One of the world’s most spirited lands, Brazil has made its mark on soccer fields and Carnival extravaganzas, but what it really leads the planet in are exuberance and passion for living.
As the world descends on Rio de Janeiro for the XXXI Olympiad, Brazilians are ready to help the world take a load off and experience something missing for a while: fun.
Here are 10 things Brazil does better than anywhere else:
Research shows that playfulness creates a kind of charisma that others want in on.
It’s a key part of the Brazilian personality: a willingness to laugh at themselves, their predicaments and political absurdities and to welcome others in on the joke.
A few years back, Brazilians voted a clown into Congress. What was unusual was that he was a real clown by profession. Francisco Everardo Oliveira Silva, known by his stage name of “Grumpy” in Portuguese, won on a slogan, “It can’t get any worse.”
It did. Despite their problems, Brazilians can put them aside and live in the moment, something the rest of the world could learn from.
Whether it’s volleyball, cycling, soccer, playing music or hanging out at the beach, Brazilians work to live.
Playfulness yields clear signs of positive affect — a twinkle in the eye, enthusiasm, a wry grin – that are widespread in Brazil. It’s highly contagious, and visitors are happy to catch it.
Music that moves
Brazil is a music universe unto itself, unrivaled in diversity of musical styles, instruments and rhythms.
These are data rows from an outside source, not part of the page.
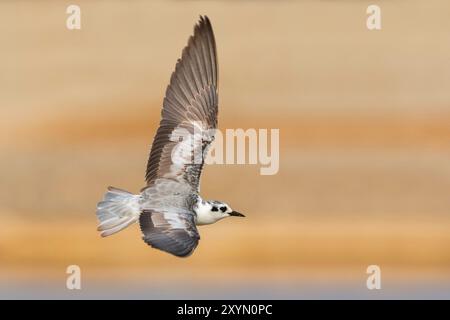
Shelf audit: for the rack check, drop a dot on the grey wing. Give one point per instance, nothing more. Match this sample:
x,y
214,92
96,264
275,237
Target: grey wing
x,y
166,221
173,232
189,114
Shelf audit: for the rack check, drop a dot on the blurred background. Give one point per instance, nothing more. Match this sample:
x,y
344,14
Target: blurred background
x,y
364,119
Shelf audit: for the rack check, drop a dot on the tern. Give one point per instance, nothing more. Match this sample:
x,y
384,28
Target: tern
x,y
169,208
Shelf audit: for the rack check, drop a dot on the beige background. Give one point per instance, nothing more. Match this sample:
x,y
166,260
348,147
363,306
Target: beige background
x,y
364,119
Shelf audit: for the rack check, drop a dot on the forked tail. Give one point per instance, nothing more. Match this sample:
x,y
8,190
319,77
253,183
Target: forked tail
x,y
117,211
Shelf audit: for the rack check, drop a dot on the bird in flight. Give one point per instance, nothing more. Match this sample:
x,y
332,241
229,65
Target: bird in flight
x,y
169,207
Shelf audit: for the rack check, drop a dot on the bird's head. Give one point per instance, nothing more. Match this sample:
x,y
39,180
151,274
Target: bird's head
x,y
223,210
212,211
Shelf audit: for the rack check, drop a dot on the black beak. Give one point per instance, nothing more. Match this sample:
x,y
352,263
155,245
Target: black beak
x,y
236,214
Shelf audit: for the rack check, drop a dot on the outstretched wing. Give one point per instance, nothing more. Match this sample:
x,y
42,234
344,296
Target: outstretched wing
x,y
189,114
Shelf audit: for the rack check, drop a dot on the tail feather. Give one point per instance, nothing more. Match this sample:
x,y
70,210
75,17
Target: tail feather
x,y
118,210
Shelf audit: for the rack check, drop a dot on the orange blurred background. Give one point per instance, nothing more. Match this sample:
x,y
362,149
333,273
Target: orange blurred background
x,y
364,119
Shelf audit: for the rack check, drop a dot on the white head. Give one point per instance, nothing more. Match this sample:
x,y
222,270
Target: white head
x,y
212,211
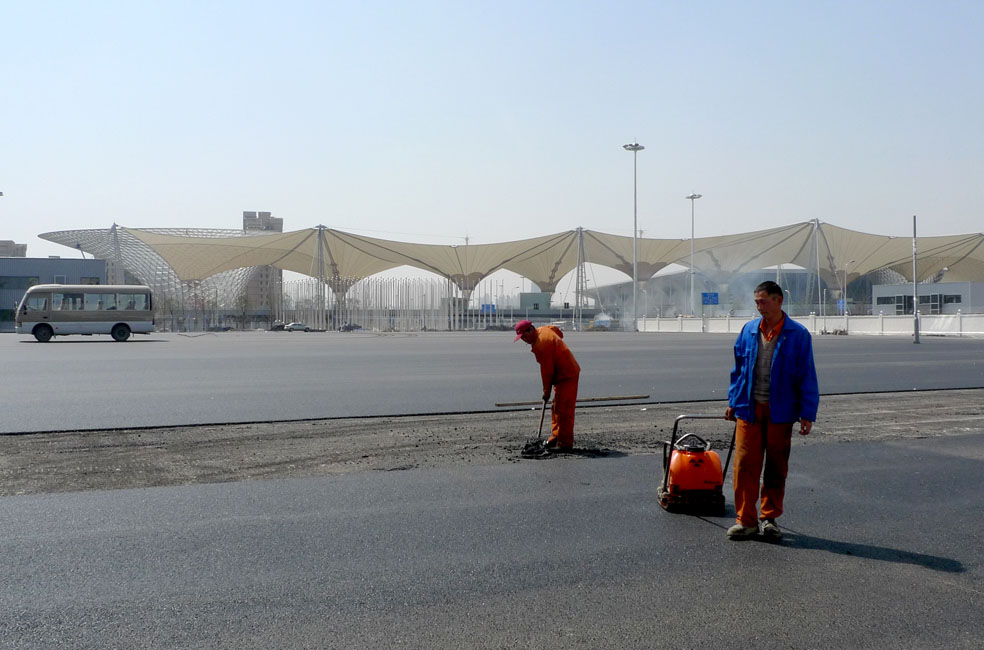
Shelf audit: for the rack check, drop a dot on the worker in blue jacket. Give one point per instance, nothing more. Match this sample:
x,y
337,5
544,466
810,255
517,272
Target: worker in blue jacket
x,y
773,386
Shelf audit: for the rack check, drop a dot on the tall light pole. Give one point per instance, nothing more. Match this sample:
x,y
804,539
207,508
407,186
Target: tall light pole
x,y
635,148
846,267
693,196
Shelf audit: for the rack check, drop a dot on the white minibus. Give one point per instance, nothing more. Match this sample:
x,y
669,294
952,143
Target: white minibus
x,y
48,310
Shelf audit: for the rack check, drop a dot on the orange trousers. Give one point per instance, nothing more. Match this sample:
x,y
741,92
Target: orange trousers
x,y
755,442
562,412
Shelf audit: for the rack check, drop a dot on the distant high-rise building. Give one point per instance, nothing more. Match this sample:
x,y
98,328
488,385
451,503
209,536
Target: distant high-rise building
x,y
263,289
9,249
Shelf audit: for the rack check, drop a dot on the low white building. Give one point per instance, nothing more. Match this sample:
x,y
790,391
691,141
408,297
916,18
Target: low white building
x,y
935,298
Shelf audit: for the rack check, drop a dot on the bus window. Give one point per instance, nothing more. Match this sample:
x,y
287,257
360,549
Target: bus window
x,y
134,301
67,301
37,302
100,301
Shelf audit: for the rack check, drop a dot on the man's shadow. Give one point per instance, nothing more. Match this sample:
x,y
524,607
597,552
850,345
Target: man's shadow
x,y
795,539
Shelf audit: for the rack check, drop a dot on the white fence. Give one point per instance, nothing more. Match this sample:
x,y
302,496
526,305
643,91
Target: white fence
x,y
958,324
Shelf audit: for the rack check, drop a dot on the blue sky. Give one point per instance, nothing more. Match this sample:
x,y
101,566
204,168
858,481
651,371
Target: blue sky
x,y
436,121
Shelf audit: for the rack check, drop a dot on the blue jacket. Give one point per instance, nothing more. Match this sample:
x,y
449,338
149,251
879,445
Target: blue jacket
x,y
793,390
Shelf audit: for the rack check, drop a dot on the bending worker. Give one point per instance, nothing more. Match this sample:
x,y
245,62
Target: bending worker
x,y
773,385
559,370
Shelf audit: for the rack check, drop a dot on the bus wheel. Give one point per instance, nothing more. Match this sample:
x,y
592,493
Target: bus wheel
x,y
43,333
120,332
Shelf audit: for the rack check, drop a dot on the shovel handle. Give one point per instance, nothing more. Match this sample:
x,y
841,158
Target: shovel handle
x,y
543,411
580,399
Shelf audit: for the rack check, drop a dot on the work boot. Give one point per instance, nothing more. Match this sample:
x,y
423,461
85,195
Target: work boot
x,y
742,532
771,530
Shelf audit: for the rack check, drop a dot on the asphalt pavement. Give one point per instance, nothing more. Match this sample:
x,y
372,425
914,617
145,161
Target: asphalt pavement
x,y
89,383
882,551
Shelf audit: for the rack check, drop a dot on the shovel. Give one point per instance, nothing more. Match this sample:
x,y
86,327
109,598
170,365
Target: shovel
x,y
533,446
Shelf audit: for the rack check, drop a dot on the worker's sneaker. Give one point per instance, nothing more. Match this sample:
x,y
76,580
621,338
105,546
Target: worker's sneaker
x,y
742,532
771,530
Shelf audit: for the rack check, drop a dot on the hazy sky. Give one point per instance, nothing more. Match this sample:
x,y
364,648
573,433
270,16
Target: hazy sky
x,y
433,121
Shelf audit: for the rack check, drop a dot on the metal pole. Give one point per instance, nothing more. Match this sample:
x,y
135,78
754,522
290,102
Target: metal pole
x,y
823,315
915,285
693,197
635,148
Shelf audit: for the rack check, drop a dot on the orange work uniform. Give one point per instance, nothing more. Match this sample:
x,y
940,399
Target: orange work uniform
x,y
558,368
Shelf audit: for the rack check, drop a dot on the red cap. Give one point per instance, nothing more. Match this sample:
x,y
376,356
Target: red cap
x,y
521,327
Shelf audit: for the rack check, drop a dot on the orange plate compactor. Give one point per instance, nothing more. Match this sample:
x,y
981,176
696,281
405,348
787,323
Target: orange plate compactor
x,y
692,473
The world knows samba, a mix of European marches and African drumming; and bossa nova, a slower samba infused with French impressionism and American jazz.
But Brazil’s diverse population moves to the beat of many different drummers.
Top Afro-Brazilian styles range from afoxé (a soundtrack for the religious processions of candomblé) to lundu, axé, ijexá, maracatu, and frevo, which comes with a frenetic dance.
Instruments such as the comical cuíca — a drum that sounds like a dog in heat — are found only in Brazil.
And instruments that are unexpected here, like the banjo, have been incorporated in exciting ways.
Embolada, xote and forró, which is also a hugely popular dance, are country-stye beats originating in the northeast of Brazil.